When your data lines change states, there is a short period of time during the transition where everything is undefined.   So, there is usually a clock line along with the data lines.   The data get's written-out, and after the data is stable, a rising or falling clock edge latches the stable data (or the clock edge triggers a read, etc.).   With this scheme, overshoot or ringing don't cause problems as long as the lines are stable when the clock-edge comes along. 

There is still a point (actually a period of time) inside the DAC when things are switching, and I don't know how a DAC handles that internally.   But somehow, it has to hold the current output state 'till the new data is stable and the next state is known.

dr.benway

Quote
you might be able to filter-out the "glitches" at the DAC output.



No because, at the output i need a signal like this.


 

Thanks.

dhenry

Quote
What is the electrical impedance of the port?


50ohm is a good number to use.

Before you proceed, think about your design:

1) your circuit will not work, as is. It is not a r2r network and the switches are wrong. A typical r2r network can be implemented much easily, without using the switches.
2) If you really want to use your existing topology, think about a high-side switch.
3) you will run into issues with atomicity if those pins are not on the same port and you don't use port operations.
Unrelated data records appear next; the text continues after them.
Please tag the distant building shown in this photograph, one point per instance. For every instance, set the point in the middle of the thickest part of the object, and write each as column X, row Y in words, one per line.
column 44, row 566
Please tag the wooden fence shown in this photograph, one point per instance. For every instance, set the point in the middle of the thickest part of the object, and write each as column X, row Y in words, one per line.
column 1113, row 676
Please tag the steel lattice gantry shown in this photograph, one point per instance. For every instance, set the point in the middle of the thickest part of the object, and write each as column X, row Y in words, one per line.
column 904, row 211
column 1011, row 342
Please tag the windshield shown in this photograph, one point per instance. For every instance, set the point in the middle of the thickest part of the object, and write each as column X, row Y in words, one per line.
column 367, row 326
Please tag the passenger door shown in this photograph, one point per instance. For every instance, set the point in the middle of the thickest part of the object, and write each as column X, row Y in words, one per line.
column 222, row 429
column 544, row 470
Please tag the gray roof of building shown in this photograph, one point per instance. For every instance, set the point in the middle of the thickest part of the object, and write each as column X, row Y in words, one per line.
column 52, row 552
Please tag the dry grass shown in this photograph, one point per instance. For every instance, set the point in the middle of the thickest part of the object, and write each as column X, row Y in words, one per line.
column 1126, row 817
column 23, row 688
Unless you have a specific reason to use your design, there are far better ways to implement a dac.

dr.benway

Quote
the switches are wrong.

Could you be more specific?

Thanks.


Grumpy_Mike

Don't worry about dhenry he has some what of a reputation on this forum.
You have already said that this is not a R 2R ladder but I guess he did not read that. The switches are wrong if you had a ladder.

What you do have looks to me like a weighted resistor D/A going into a mixer with the values of the resistor all screwed up. So there will be no monoticity.

However I do think that those spikes are not real and are caused by the probe / scope. You haven't said where you are measuring this signal. However, this is not your problem.

Your problem is that you are expecting something out of this circuit that you are not getting. However as you have not explained this it is hard to offer any real help. Impedance matching is barking up the wrong tree.

I would not use a 9V battery like that as it will very soon drain, you will get no more than a few hours from it.